Shuffle the Int_t index[n] in input. Input: index: the array to shuffle n: the size of the array Output: index: the shuffled indexes This method is used for stochastic training
One step for the stochastic method buffer should contain the previous dw vector and will be updated
One step for the batch (stochastic) method. DEDw should have been updated before calling this.
Sets the weights to a point along a line Weights are set to [origin + (dist * dir)].
Search along the line defined by direction. buffer is not used but is updated with the new dw so that it can be used by a later stochastic step. It returns true if the line search fails.
Sets the search direction to conjugate gradient direction beta should be: ||g_{(t+1)}||^2 / ||g_{(t)}||^2 (Fletcher-Reeves) g_{(t+1)} (g_{(t+1)}-g_{(t)}) / ||g_{(t)}||^2 (Ribiere-Polak)
Computes the hessian matrix using the BFGS update algorithm. from gamma (g_{(t+1)}-g_{(t)}) and delta (w_{(t+1)}-w_{(t)}). It returns true if such a direction could not be found (if gamma and delta are orthogonal).
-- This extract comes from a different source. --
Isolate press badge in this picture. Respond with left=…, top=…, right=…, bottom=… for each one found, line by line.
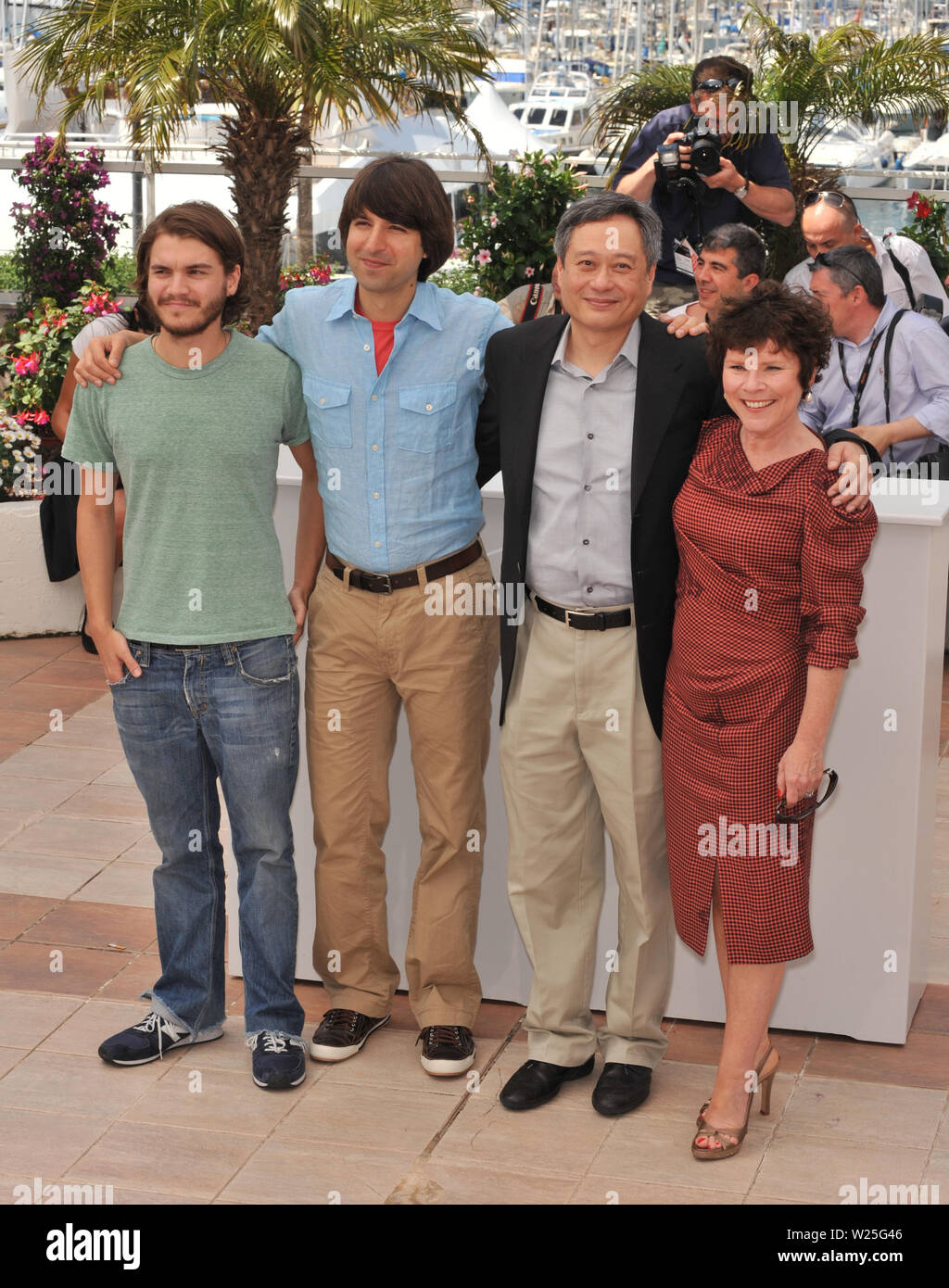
left=672, top=237, right=698, bottom=277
Sets the gamma (g_{(t+1)}-g_{(t)}) and delta (w_{(t+1)}-w_{(t)}) vectors Gamma is computed here, so ComputeDEDw cannot have been called before, and delta is a direct translation of buffer into a TMatrixD.
scalar product between gradient and direction = derivative along direction
Computes the direction for the BFGS algorithm as the product between the Hessian estimate (bfgsh) and the dir.